In case you work on your own PC or workstation, to make things easier, we suggest you define some handy environment variables by executing the following lines in the terminal:
export ABI_HOME=Replace_with_absolute_path_to_abinit_top_level_dir # Change this line
export PATH=$ABI_HOME/src/98_main/:$PATH # Do not change this line: path to executable
export ABI_TESTS=$ABI_HOME/tests/ # Do not change this line: path to tests dir
export ABI_PSPDIR=$ABI_TESTS/Pspdir/ # Do not change this line: path to pseudos dir
Examples in this tutorial use these shell variables: copy and paste
the code snippets into the terminal (remember to set ABI_HOME first!) or, alternatively,
source the set_abienv.sh
script located in the ~abinit directory:
source ~abinit/set_abienv.sh
The ‘export PATH’ line adds the directory containing the executables to your PATH so that you can invoke the code by simply typing abinit in the terminal instead of providing the absolute path.
To execute the tutorials, create a working directory (Work*
) and
copy there the input files of the lesson.
Most of the tutorials do not rely on parallelism (except specific tutorials on parallelism). However you can run most of the tutorial examples in parallel with MPI, see the topic on parallelism.

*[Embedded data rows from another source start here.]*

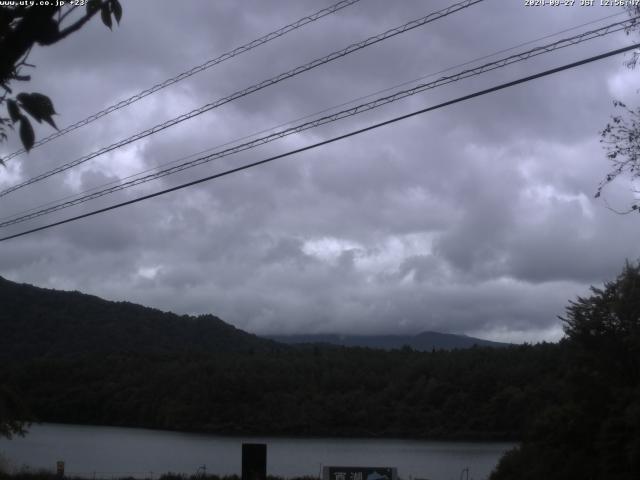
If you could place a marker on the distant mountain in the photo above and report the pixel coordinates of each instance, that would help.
(39, 322)
(425, 341)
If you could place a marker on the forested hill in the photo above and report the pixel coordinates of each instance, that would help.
(39, 322)
(423, 342)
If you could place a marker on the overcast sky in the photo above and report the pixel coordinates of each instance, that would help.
(478, 218)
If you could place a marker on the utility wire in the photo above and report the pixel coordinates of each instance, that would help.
(192, 71)
(331, 140)
(501, 63)
(325, 110)
(254, 88)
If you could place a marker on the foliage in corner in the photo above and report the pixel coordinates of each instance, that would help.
(22, 27)
(621, 136)
(593, 431)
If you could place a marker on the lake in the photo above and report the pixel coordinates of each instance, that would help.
(112, 451)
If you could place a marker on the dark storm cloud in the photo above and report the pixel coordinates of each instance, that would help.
(478, 218)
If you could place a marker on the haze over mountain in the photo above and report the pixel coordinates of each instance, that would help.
(40, 322)
(425, 341)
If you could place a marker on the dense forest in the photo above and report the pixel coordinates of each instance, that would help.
(575, 405)
(476, 393)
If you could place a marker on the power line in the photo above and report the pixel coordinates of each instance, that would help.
(331, 140)
(254, 88)
(192, 71)
(291, 122)
(501, 63)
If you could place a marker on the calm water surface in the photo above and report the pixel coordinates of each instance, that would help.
(111, 451)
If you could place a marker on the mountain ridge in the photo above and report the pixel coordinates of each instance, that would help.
(423, 341)
(42, 322)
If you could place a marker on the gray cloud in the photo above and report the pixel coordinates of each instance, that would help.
(478, 218)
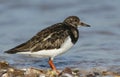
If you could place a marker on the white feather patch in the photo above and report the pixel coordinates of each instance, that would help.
(53, 52)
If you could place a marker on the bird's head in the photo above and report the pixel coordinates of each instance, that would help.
(75, 21)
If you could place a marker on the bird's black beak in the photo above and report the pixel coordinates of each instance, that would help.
(84, 24)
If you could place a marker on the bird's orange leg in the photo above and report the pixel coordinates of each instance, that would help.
(52, 65)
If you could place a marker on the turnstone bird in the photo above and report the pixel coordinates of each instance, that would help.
(52, 41)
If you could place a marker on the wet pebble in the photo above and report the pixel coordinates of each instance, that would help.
(9, 71)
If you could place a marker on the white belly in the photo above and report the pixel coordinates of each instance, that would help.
(53, 52)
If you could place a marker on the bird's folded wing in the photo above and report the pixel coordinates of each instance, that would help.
(49, 38)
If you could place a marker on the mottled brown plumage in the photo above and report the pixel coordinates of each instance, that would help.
(53, 40)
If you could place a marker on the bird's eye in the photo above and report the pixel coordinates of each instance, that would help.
(76, 20)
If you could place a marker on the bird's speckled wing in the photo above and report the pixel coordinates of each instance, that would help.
(49, 38)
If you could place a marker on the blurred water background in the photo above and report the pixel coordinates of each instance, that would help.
(98, 46)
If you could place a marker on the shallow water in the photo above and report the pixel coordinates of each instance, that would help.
(98, 46)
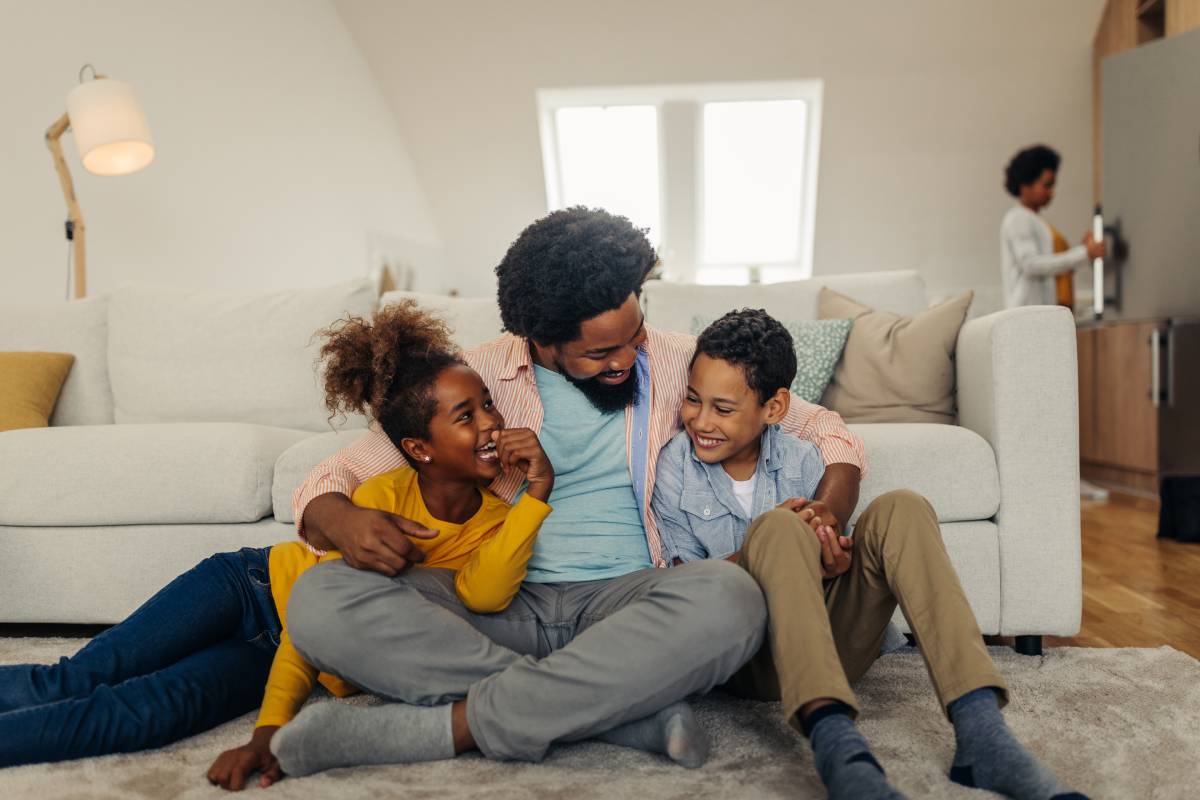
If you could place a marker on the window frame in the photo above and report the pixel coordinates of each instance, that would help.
(811, 91)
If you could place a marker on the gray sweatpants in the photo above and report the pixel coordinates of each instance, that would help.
(563, 662)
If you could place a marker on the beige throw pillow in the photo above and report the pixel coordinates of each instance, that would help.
(895, 368)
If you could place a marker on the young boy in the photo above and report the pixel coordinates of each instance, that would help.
(732, 485)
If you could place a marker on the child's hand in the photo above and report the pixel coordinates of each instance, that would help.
(520, 449)
(835, 548)
(233, 767)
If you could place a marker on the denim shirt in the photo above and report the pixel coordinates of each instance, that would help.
(694, 504)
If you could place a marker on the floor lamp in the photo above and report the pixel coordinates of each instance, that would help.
(113, 138)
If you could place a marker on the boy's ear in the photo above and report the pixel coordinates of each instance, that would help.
(777, 405)
(417, 449)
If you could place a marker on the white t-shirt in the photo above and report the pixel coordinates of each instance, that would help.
(744, 493)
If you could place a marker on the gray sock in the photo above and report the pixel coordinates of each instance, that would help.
(673, 732)
(845, 762)
(989, 757)
(330, 734)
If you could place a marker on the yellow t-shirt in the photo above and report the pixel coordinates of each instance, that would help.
(490, 551)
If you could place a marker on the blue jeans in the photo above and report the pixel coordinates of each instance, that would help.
(195, 655)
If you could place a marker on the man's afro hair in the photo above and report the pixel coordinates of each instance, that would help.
(567, 268)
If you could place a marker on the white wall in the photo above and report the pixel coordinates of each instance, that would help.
(924, 103)
(277, 156)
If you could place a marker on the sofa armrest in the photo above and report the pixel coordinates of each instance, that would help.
(1018, 389)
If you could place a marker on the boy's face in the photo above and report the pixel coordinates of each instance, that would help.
(723, 415)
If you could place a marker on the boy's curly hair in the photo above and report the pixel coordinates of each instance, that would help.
(757, 343)
(569, 266)
(387, 367)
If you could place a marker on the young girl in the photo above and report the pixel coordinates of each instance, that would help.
(403, 371)
(199, 651)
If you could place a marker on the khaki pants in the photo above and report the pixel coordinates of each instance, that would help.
(825, 635)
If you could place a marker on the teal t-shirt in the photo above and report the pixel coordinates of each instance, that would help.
(595, 530)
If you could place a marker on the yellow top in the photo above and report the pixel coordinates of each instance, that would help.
(1060, 241)
(490, 551)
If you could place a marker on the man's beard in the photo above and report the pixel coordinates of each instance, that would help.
(605, 397)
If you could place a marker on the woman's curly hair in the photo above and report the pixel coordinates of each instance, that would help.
(387, 366)
(757, 343)
(1027, 166)
(570, 266)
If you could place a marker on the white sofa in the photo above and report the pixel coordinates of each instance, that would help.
(190, 419)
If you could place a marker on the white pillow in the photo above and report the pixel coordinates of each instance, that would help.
(473, 320)
(79, 328)
(179, 355)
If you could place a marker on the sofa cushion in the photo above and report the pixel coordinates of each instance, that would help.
(79, 328)
(29, 386)
(817, 343)
(208, 356)
(895, 368)
(671, 306)
(139, 474)
(954, 468)
(473, 320)
(294, 464)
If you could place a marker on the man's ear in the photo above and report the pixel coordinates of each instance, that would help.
(417, 449)
(777, 405)
(544, 353)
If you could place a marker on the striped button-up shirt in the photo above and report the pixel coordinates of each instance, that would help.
(507, 367)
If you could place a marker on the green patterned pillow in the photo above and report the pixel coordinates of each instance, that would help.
(819, 344)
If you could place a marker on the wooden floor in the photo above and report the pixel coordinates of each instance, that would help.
(1138, 590)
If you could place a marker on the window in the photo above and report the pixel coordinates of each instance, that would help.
(724, 175)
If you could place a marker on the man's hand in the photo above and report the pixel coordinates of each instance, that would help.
(835, 548)
(233, 767)
(369, 539)
(521, 449)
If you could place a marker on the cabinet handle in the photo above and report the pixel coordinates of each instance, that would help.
(1156, 391)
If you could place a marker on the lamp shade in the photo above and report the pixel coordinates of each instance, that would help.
(109, 127)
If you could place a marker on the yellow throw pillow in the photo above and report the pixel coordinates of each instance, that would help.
(895, 368)
(29, 386)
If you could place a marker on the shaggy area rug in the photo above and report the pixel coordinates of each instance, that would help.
(1114, 723)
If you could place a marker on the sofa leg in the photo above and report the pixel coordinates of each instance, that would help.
(1029, 645)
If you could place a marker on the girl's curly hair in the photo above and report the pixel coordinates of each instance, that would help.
(387, 367)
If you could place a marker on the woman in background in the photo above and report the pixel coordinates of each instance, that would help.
(1036, 260)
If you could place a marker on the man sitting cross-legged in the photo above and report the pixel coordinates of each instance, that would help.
(597, 636)
(731, 465)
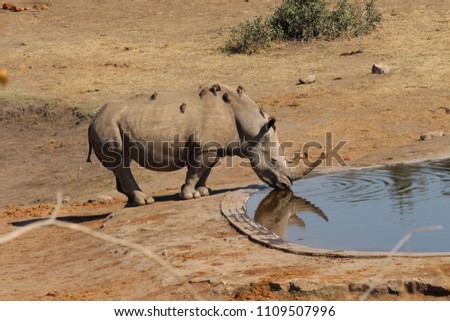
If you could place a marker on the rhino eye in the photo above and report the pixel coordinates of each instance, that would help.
(273, 162)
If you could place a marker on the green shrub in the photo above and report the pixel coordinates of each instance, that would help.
(351, 19)
(299, 19)
(303, 20)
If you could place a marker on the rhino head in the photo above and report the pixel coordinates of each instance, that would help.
(259, 141)
(267, 159)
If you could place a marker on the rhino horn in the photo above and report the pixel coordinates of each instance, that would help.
(301, 168)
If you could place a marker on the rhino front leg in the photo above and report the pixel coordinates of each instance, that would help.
(201, 184)
(126, 184)
(196, 177)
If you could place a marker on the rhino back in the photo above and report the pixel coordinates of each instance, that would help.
(185, 115)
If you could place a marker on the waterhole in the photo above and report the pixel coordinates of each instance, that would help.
(362, 210)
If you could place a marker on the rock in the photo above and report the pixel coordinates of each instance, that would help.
(8, 6)
(358, 287)
(395, 287)
(40, 7)
(308, 80)
(351, 53)
(432, 134)
(304, 286)
(101, 199)
(380, 69)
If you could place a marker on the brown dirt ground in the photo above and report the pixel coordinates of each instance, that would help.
(78, 54)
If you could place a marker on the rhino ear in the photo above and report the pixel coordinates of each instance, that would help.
(271, 123)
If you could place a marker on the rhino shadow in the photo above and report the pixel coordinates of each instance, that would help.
(279, 209)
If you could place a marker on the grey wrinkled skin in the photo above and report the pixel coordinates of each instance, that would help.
(192, 129)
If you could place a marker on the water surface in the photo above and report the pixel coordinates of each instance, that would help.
(362, 210)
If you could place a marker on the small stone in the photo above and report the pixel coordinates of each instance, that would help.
(308, 80)
(304, 286)
(101, 199)
(395, 287)
(432, 134)
(358, 287)
(380, 69)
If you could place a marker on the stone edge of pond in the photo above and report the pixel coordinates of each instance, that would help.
(233, 207)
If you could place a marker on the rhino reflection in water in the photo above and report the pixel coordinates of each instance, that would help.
(279, 209)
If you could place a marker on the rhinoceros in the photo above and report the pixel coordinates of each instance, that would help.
(194, 129)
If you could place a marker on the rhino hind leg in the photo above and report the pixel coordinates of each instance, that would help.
(126, 184)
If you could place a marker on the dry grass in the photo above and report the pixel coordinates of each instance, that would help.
(53, 221)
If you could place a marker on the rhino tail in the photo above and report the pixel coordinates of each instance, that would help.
(88, 160)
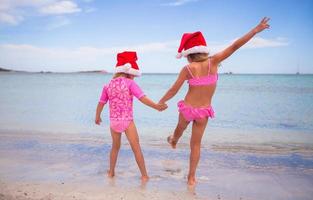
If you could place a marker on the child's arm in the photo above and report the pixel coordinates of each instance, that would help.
(103, 100)
(175, 87)
(145, 100)
(219, 57)
(98, 113)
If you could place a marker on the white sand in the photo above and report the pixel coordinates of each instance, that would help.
(36, 166)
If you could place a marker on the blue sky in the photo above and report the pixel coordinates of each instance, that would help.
(72, 35)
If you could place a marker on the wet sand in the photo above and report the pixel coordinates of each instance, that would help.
(71, 166)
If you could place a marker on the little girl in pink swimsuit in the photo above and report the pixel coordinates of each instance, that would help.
(201, 74)
(119, 92)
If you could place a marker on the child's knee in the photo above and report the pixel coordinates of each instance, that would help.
(182, 126)
(116, 146)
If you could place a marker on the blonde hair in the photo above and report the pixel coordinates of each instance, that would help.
(198, 57)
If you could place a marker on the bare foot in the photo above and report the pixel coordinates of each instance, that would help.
(191, 181)
(110, 174)
(144, 179)
(171, 141)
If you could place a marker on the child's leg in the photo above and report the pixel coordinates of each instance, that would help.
(132, 136)
(179, 130)
(198, 128)
(116, 144)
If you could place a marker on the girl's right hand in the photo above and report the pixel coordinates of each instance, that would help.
(98, 120)
(161, 106)
(262, 25)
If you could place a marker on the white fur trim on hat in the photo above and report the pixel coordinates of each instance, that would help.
(195, 49)
(127, 69)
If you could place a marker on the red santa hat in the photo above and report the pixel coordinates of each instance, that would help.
(192, 43)
(126, 63)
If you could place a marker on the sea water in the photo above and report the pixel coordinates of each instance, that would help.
(260, 143)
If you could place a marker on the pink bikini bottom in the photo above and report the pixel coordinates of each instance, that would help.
(190, 113)
(120, 125)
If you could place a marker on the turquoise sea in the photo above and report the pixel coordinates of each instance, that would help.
(261, 137)
(66, 102)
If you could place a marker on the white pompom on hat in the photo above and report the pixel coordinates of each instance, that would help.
(126, 63)
(192, 43)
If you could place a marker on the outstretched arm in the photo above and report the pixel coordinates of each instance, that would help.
(175, 87)
(219, 57)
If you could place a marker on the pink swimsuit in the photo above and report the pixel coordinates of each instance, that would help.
(119, 92)
(190, 113)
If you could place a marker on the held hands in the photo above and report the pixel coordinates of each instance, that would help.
(98, 120)
(262, 25)
(161, 106)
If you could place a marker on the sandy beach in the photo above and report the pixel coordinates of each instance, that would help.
(37, 165)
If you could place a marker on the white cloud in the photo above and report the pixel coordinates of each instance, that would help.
(90, 10)
(13, 12)
(10, 19)
(60, 7)
(29, 57)
(58, 22)
(178, 2)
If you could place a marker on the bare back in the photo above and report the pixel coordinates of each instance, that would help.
(200, 95)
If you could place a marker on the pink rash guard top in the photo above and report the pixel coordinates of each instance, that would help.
(119, 92)
(210, 79)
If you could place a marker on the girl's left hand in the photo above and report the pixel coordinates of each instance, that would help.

0 Generation of necessary input wavefunctions¶
Before beginning, you might consider working in a different subdirectory as for the other tutorials, in order to help keep track of all the files. Why not create Work_rf2 in $ABI_TESTS/tutorespfn/Input?
As the DFPT equations at higher order always start from input wavefunctions obtained at lower order, we begin by generating the ground state wavefunctions and DDK wavefunctions for our system, AlAs. The ground state wavefunctions are needed for the phonon and electric field perturbations, and the electric field perturbation needs the DDK wavefunctions as well, as explained in the first tutorial on DFPT.
Copy file trf2_1.abi from $ABI_TESTS/tutorespfn/Input* to Work_rf2:
cd $ABI_TESTS/tutorespfn/Input;
mkdir Work_rf2;
cd Work_rf2;
cp ../trf2_1.abi
abinit trf2_1.abi >& log &
Let us have a look at the input file trf2_1.abi.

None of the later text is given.